NAÏMA MOUTCHOU – L’accord Élysée-Oudinot est un cadre commun pour avancer. Le FLNKS a été invité comme les autres. Il a fait le choix de ne pas venir. Dont acte. Mais il ne peut pas bloquer un processus entier dans lequel cinq forces politiques sur six, indépendantistes et non-indépendantistes, progressistes et centristes, se sont engagées. L’enjeu est clair : redresser le territoire. La Nouvelle-Calédonie n’a pas les moyens d’attendre que le FLNKS revienne. La pire des choses pour les Calédoniens, ce serait de rester figé. Cela dit, comme je l’ai toujours indiqué : la porte reste ouverte.

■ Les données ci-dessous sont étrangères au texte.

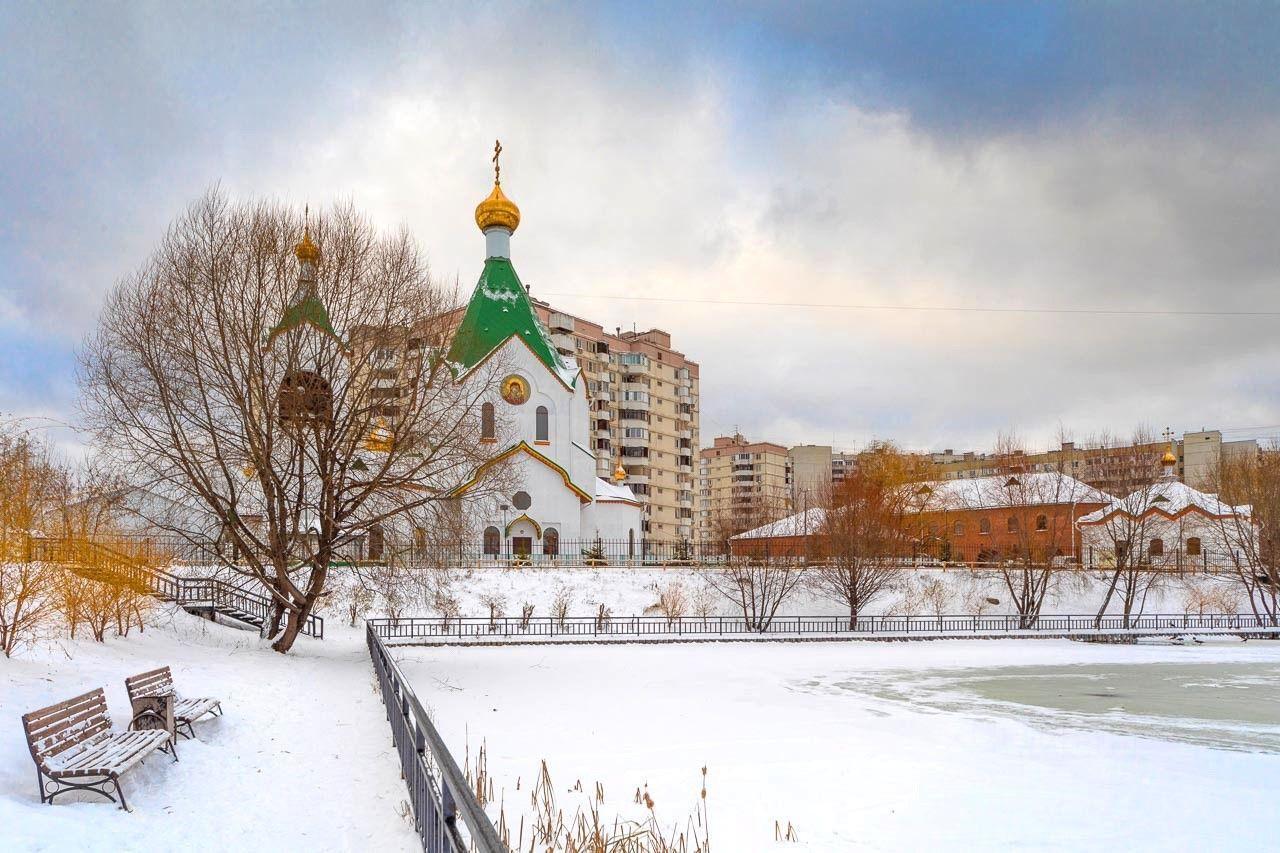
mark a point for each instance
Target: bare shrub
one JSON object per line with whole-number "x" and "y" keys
{"x": 496, "y": 605}
{"x": 704, "y": 602}
{"x": 672, "y": 601}
{"x": 27, "y": 603}
{"x": 561, "y": 603}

Les représentants calédoniens attendaient des engagements financiers de la part de l’État. Quels sont-ils ?
Dès sa nomination, le Premier ministre a engagé un pacte de refondation économique de 2,2 milliards d’euros sur la période 2026-2030, que les partenaires ont souhaité consolider. J’ai pris des engagements concrets par plusieurs amendements votés au projet de loi de finances [PLF] 2026 pour un total de 300 millions d’euros : sur le nickel, sur l’attractivité économique, sur la jeunesse.
Au protocole financier que nous avons signé avec les partenaires calédoniens lundi s’ajoutent 60 millions d’euros de subventions supplémentaires pour 2026, deux années blanches en 2026 et 2027 pour les remboursements de prêts et 10 millions d’euros au titre de la solidarité républicaine pour les dépenses sociales de proximité. L’État est au rendez-vous.